ECONOMIC THEORY attempts to deal with a limited number of factors and the mechanisms by which they interact, writes William Rees-Mogg for The Daily Reckoning Australia.
The main factors that economics tries to deal with are population, food, energy, property and manufactures. All of these are physical realities, capable of being counted. They are the beans which bean counters count with.
There are then four mechanisms of exchange – money, barter, markets and allocation. These are the mechanisms by which the beans are exchanged.
Different economists have put a different emphasis on different factors. David Ricardo, the classical economist of the nineteenth century, was a banker who gave special attention to money; Thomas Malthus, another founder of nineteenth century theoretical economics, paid particular attention to population. Indeed he is the founder of population studies.
Karl Marx, the founder of socialist theory, paid attention to manufactures and to population, seen particularly as labor. The leading twentieth century economists, such as Maynard Keynes, Irving Fisher and Milton Friedman, have been derivatives of the Ricardian or monetarist school. Even Keynes, though a rebel against classical Ricardian orthodoxy, developed his theories because of it.
Unfortunately, however, it is impossible to think of all these four economic factors and exchanges simultaneously. Perhaps there will be a time in the future when some super-computer will be able to calculate the inter-reaction of the global economy holistically. But we are still far away from that day.
So at present, the limitation of the human intelligence means that we can only concentrate effectively on one economic factor at a time. The selection of any one of these factors or inter-reactions for study draws attention away from other, equally important factors. One can be both a Ricardian or a Malthusian, but one cannot concentrate on both aspects of economic analysis simultaneously without a loss of focus.
One can simplify economics, however, by using the different physical factors as a checklist to detect signs of difficulty. And it's here that economics does indeed become the "gloomy science".
At present, the world is suffering from a crisis of overpopulation, with the human population stretching the food supply beyond its limits. Population is continuing to grow, although there is already an inadequate food supply for six billion people and growing famine in Africa. It is possible that the twenty-first century will replace the nineteenth as the century of famine.
Food is very closely linked to energy. Food production is dependent on the oil industry, in cultivation, in transport, and in protection against pests. The food price has followed the oil price to the point at which millions of people cannot afford a minimum food supply. That is already a catastrophe, and the trends are unfavorable. There is also a significant shortage of water.
Markets have flagged up food and energy as danger areas for the world economy, by raising their prices. Property and manufactures are secondary to food and energy, in that their prices can change without immediately affecting the price of food and energy. In fact, there has been a worldwide fall in housing prices, particularly notable in Britain and the United States, at a time of steep increases in the food and oil prices. The price of manufactures has long been held down by the growth of low cost Asian manufactures.

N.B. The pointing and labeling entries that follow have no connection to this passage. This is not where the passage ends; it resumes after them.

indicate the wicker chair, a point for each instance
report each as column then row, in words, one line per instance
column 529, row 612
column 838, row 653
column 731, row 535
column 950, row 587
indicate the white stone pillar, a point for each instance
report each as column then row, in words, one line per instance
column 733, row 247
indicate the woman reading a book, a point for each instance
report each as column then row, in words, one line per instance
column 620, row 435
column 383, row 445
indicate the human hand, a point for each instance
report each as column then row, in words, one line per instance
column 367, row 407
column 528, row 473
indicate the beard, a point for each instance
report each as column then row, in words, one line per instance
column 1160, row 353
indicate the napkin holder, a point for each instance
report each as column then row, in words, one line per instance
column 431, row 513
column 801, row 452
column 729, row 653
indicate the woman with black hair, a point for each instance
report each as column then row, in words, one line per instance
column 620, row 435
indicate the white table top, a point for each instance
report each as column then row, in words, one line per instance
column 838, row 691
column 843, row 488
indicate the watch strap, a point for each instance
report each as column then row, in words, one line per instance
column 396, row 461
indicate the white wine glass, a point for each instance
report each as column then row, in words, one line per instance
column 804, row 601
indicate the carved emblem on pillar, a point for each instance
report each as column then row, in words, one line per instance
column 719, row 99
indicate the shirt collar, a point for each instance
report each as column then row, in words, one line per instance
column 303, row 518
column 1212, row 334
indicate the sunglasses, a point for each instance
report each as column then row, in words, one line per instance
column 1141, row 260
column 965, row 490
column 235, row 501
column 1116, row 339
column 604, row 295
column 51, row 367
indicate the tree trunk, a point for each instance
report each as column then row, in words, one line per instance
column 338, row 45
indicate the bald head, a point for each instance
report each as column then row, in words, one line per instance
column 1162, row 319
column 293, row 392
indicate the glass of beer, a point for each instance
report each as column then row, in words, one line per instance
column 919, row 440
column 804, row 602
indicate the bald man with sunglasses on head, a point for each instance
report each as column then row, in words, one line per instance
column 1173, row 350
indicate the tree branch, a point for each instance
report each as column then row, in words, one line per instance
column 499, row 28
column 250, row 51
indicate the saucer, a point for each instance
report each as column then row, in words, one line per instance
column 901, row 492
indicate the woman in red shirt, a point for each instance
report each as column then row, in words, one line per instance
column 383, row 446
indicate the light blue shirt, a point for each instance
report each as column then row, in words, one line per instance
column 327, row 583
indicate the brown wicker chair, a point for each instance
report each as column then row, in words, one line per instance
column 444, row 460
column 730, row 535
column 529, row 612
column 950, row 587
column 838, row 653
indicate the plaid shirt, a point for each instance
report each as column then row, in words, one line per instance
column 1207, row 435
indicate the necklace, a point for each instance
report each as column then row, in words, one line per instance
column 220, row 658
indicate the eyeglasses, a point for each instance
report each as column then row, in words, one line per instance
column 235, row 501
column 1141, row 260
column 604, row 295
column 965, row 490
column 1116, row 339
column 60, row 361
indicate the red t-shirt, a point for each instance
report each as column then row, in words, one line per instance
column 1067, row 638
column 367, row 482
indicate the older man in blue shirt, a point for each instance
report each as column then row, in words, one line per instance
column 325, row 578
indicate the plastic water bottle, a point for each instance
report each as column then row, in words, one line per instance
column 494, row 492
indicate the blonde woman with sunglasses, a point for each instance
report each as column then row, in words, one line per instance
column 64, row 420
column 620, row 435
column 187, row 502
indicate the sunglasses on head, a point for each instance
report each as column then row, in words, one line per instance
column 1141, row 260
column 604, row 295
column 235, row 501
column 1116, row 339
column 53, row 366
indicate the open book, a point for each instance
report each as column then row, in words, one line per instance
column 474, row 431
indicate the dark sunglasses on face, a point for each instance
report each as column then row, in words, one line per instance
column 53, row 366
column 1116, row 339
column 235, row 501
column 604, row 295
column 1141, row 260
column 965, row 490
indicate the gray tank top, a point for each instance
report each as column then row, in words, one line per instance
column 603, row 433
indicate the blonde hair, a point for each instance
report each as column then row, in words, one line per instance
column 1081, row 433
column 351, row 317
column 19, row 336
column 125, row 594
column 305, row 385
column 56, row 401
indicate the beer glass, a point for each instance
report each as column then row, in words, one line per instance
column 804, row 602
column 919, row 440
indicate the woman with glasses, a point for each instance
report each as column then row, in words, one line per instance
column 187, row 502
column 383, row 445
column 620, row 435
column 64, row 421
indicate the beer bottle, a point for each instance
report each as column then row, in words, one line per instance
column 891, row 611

There is much discussion of the scale of the global economic crisis. Some people expect it to cause a crisis comparable to the Great Slump a wiping out of capital values, a liquidation of global debt. We cannot yet be sure, but we can see that the main factors of global economic development are all in difficulty.
On the one hand there is oil near $130 a barrel; on the other, there are banks writing off billions of dollars of assets. I do not see any basis for economic analysis which would not throw up really alarming signals from these facts.
The current adjustments and re-emphasis of the fundamental factors in any analysis put huge pressures on every government. In the 1930s most governments were destroyed by the slump. In Britain, Labour lost office in 1931; in Germany Hitler came to power in 1933, as did Franklin Roosevelt.
I fear that process will be repeated, even if only by democratic defeats. The storm of the world is still rising.